Like any other venture capital investment, space tech involves proper due diligence, although investors might have to adjust their time horizon.
Family offices stay grounded when investing in space tech

As billionaires Jeff Bezos and Richard Branson blasted off into space last year, investor interest in space technology was piqued, but for the serious venture capitalist, it’s important to stay grounded when reaching for the stars, family office investors said.

Patrick Tsang

Hong Kong-based family office Tsangs Group invested an undisclosed amount into Ad Astra Rocket Company, the group announced last week. While space tech is an exciting area, the team made sure to do its due diligence before deciding on the right project to be involved in.

“We were introduced by some friends in the space to this specific company, and we've actually looked at a number of different space companies over the last two to four years. But this is the one that we thought was the right one in terms of what they were doing,” Patrick Tsang, chair of the group, said.

“If you look at venture capital, maybe only a handful of companies actually end up going on to become not necessarily even Facebook, but even cashflow positive. In this case, we believe that this company has potential but also has a realistic chance of becoming profitable,” Tsang said.

The team met with the firm's founder on Zoom, before heading over to Texas and Costa Rica to visit its facilities and headquarters early last year.

Tsang was drawn by the firm’s technology, which involves developing the Variable Specific Impulse Magnetoplasma Rocket (VASIMR) space engine, a high-powered electric rocket engine that has the potential to enable interplanetary travel to Mars in only 95 days.  With current technology, a trip from Earth to Mars would take around seven months.

Ad Astra’s founder Franklin Chang Diaz, a former Nasa astronaut and plasma physicist, had the idea to develop the firm in 1979 but only did so officially in 2005 with the backing of Nasa.

In a post-Cold War era, Nasa decided to decentralise the development of space technology, Kelvin Liu, Tsangs Group managing director and head of technology and blockchain, explained. “Nasa gave deep funding to four or five companies to see who would succeed; those that did would get a 20 or 30-year contract,” Liu said.

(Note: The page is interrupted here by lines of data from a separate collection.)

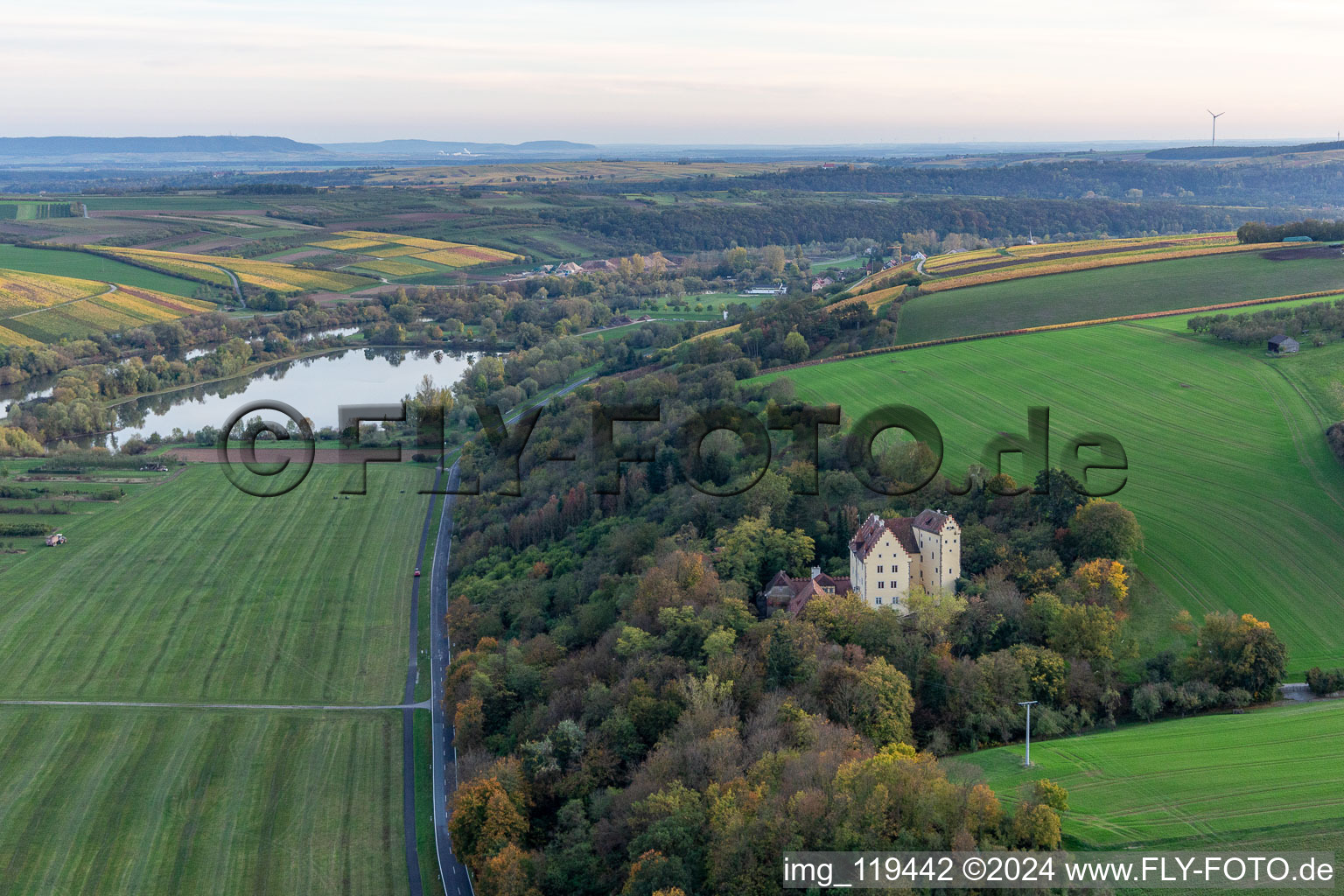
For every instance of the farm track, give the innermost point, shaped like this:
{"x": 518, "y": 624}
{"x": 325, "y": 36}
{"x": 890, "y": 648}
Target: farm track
{"x": 112, "y": 288}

“Back again to Franklin’s project, very similarly, Nasa gave funding to three companies, most failed but his survived. So, we do think it is a very good business model, also in terms of balancing the utilisation of government funding versus capital markets,” he said.

While they declined to provide how much was invested or if the investment was part of a funding round with other investors, Tsang said that the company has been raising money on and off over the years, mostly from seed investors.

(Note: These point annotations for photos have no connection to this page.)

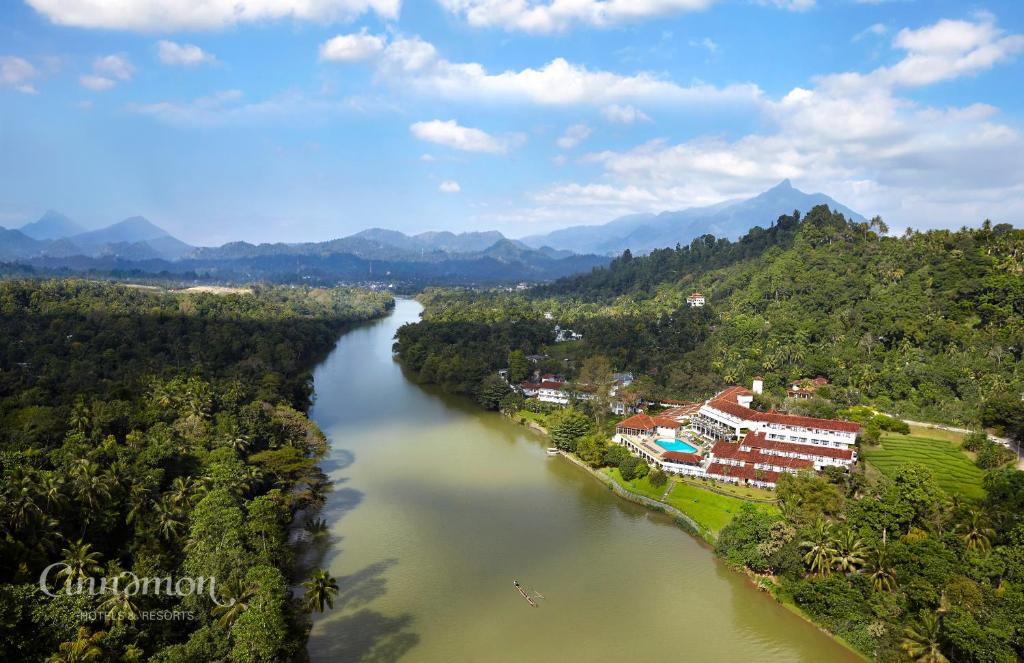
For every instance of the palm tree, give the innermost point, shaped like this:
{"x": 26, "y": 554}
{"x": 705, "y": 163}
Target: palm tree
{"x": 235, "y": 599}
{"x": 83, "y": 649}
{"x": 119, "y": 607}
{"x": 321, "y": 589}
{"x": 168, "y": 519}
{"x": 90, "y": 486}
{"x": 849, "y": 555}
{"x": 921, "y": 640}
{"x": 316, "y": 528}
{"x": 819, "y": 548}
{"x": 80, "y": 562}
{"x": 977, "y": 535}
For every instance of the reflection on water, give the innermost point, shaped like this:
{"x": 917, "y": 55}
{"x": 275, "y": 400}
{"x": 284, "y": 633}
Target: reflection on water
{"x": 438, "y": 506}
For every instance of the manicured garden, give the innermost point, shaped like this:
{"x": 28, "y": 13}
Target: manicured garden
{"x": 952, "y": 468}
{"x": 711, "y": 510}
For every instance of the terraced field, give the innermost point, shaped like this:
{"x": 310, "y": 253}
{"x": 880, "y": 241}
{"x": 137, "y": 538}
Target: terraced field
{"x": 953, "y": 469}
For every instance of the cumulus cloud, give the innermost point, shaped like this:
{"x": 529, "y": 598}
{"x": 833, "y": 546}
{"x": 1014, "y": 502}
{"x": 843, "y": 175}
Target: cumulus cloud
{"x": 624, "y": 114}
{"x": 851, "y": 135}
{"x": 107, "y": 72}
{"x": 451, "y": 134}
{"x": 351, "y": 48}
{"x": 17, "y": 73}
{"x": 163, "y": 15}
{"x": 573, "y": 136}
{"x": 417, "y": 65}
{"x": 557, "y": 15}
{"x": 182, "y": 54}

He added that Tsangs Group’s investment is a significant amount and that because of the nature of the sector, they are taking a longer view than they normally would for a typical tech deal – although it would not be as long as a seven- to 10-year horizon.

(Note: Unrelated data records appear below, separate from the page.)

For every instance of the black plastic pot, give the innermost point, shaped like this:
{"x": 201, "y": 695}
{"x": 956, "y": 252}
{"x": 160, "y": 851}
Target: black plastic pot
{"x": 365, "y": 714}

“We see this as a way to accelerate the growth and also the way to commercialisation. The exit strategy for us is usually by way of IPO or a merger into another company but what we’re trying to do is use our capital to help the company complete its operational objectives,” he said.

The family office had previously said that sustainable clean tech is a focus in 2022. Tsang added that they have an interest in frontier projects ranging from biotech to environmental, social and governance (ESG).

There is plenty of opportunity in space tech, but it is more constrained than people imagine, James Wang, chief portfolio strategist of single-family office Ferretto capital said.

“Right now, satellites for mapping, asset tracking, and even insurance — we have a company that uses SAR (synthetic aperture radar) satellite imaging for crop insurance — are both valuable and viable. [But] there are more ‘out there’ ideas like colonisation and asteroid mining that, while theoretically interesting, are not viable either from a timeframe or an economic perspective,” Wang said.

When selecting space tech firms to invest in, his family office looks at the “actual market and economic model of the company”.

“It’s easy in ‘exciting’ areas like space tech, blockchain, AI (artificial intelligence), and the like to invest in dreams and the promise of future potential. To be successful, startups tend to need to be able to show results in a few years, and thus be able to secure more funding,” he said.

Investors should also look at the immediate-term economic model. “Even if the ambition of the startup is much larger in the future as they develop, get more scale, and the like, you still need to have the startup survive until then. You need an initial go-to-market that is attractive in-and-of itself,” he said.

“If the future outcome occurs, great, but you’re vulnerable to simply having the company dying before showing any results if you’re going for something really out there in timeline and purely a bet on future potential.”